Dahulu, Tomohon merupakan salah satu kecamatan yang ada di wilayah kabupaten Minahasa. Tanggal 27 Januari 2003, Tomohon ditetapkan pemerintah pusat sebagai sebuah daerah otonom. Cerita dalam ingatan masyarakat dan catatan-catatan historis mengurai, kata Tomohon tak terlepas dari kata ‘Tou Mu’ung’.
A. L. Waworuntu dalam bukunya De Oude Geschiedenis der Minahasa,yang ditulis tahun 1891, mencatat migrasi pertama di wilayah ini dipimpin walian (pemimpin agama)Pukul di Kinilow Tua. Pada masa Lumondong, cucu dari Pukul, Gunung Lokon meletus. Beriringan dengan itu, penyakit sampar mewabah. Kondisi itu membuat penduduk Kinilow meninggalkan pemukiman mereka.
Mokoagow memimpin turunannya meninggalkan Kinilow, menuju ke kaki Gunung Masarang. Rombongan ini tiba di satu tempat yang meraka namakan Saruh.
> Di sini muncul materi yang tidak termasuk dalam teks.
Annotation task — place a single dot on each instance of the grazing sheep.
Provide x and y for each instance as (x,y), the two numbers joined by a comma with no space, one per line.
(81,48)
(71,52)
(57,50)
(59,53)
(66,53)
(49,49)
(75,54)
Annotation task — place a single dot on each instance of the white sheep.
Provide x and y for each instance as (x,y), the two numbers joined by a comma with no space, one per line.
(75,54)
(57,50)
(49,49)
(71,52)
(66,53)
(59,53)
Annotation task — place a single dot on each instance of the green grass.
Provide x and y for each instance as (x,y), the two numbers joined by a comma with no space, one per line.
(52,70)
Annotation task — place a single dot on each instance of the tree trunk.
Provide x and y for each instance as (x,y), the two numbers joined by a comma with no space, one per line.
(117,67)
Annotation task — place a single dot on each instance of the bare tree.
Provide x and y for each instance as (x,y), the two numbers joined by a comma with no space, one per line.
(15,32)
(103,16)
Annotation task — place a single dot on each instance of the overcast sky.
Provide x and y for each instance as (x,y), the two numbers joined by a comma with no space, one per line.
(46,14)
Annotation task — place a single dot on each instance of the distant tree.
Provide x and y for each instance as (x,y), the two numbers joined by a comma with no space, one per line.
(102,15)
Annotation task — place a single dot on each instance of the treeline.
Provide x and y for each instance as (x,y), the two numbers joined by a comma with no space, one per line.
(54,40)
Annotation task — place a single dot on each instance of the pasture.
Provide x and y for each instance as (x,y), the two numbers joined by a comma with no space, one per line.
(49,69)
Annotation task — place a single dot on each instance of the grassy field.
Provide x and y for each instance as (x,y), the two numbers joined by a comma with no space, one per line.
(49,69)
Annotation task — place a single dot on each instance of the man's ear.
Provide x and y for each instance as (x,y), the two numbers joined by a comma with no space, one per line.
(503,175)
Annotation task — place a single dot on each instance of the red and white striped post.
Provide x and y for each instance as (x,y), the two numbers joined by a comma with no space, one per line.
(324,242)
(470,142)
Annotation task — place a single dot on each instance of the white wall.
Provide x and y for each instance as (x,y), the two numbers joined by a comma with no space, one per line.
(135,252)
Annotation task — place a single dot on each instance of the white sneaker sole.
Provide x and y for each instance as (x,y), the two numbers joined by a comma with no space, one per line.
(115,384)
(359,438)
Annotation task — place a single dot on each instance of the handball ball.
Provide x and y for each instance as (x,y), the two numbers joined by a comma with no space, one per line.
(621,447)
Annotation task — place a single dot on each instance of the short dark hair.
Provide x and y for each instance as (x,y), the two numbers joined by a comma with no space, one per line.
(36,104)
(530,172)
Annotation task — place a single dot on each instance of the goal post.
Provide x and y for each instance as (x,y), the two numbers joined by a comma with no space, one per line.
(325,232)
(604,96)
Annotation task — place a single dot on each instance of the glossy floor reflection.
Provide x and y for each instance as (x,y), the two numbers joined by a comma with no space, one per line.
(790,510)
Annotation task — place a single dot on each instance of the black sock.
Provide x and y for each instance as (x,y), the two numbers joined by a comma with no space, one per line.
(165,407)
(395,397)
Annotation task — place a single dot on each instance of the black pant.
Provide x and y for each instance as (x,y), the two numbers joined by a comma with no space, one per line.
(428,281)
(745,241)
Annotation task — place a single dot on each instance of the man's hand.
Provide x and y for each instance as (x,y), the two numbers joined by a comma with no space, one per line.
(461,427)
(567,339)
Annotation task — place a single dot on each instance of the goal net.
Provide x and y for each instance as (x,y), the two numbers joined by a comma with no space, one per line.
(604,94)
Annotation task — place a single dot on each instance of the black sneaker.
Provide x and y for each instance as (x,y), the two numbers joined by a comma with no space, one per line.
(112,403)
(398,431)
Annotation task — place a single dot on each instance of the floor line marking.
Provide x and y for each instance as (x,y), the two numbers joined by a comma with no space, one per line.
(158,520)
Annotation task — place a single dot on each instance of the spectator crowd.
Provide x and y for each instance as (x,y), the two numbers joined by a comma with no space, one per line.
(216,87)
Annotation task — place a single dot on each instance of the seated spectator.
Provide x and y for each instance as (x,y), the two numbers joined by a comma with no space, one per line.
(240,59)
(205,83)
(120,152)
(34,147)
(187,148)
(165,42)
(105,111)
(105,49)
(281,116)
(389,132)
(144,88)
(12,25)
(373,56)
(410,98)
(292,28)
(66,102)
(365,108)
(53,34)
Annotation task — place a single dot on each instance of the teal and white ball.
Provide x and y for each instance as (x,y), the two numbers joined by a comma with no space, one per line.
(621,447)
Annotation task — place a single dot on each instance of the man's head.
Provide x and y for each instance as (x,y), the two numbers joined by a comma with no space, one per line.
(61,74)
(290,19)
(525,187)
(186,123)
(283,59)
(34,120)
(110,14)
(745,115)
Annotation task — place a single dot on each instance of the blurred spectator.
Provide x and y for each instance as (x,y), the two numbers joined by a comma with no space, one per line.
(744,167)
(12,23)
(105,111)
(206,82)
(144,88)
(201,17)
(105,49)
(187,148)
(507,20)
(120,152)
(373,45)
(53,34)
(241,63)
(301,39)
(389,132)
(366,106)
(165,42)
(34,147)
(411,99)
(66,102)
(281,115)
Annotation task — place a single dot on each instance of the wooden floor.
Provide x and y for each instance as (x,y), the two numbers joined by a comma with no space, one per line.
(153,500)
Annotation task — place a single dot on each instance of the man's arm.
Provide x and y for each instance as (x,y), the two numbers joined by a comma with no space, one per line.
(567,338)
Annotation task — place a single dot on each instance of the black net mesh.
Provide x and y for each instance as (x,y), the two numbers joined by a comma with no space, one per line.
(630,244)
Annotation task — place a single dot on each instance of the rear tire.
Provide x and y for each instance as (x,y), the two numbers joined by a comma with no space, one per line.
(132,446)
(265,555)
Kemudian cucu Mangangantung dan Mapalendeng, yakni Pondaag, Mamengko, Gosal, Sambuaga, kemudian mendirikan wanua-wanua (kampung): Kamasi, Kinupit, Limondok, Touw un Maayah, Rangihir, Touw un Buntu, dan Lingkongkong.
Di satu masa, para pemimpin di wanua-wanua ini melaksanakan musyawarah. Momen penting itu digelar di kompleks mata air Mu’ung. Pasca peristiwa itu, gugus-gugus wanua mereka mulai disebut ‘Touw Muhung’ atau Tomohon.
J.G.F. Riedel dalam bukunya De Minahasa in 1825 yang terbit tahun 1875, menggambarkan kondisi Tomohon di pertengahan abad 19. Sebuah pemukiman besar di Minahasa. Menurutnya, di waktu itu Tomohon merupakan ibu negeri distrik. Penduduknya kurang lebih 3.000 jiwa, 660 dapur atau kepala keluarga. Mereka terpencar dalam 5 kampung, yakni Talete 635 jiwa, Kamasi 520 jiwa, Paslaten 615 jiwa, Kolongan 460 jiwa, dan Matani 766 jiwa.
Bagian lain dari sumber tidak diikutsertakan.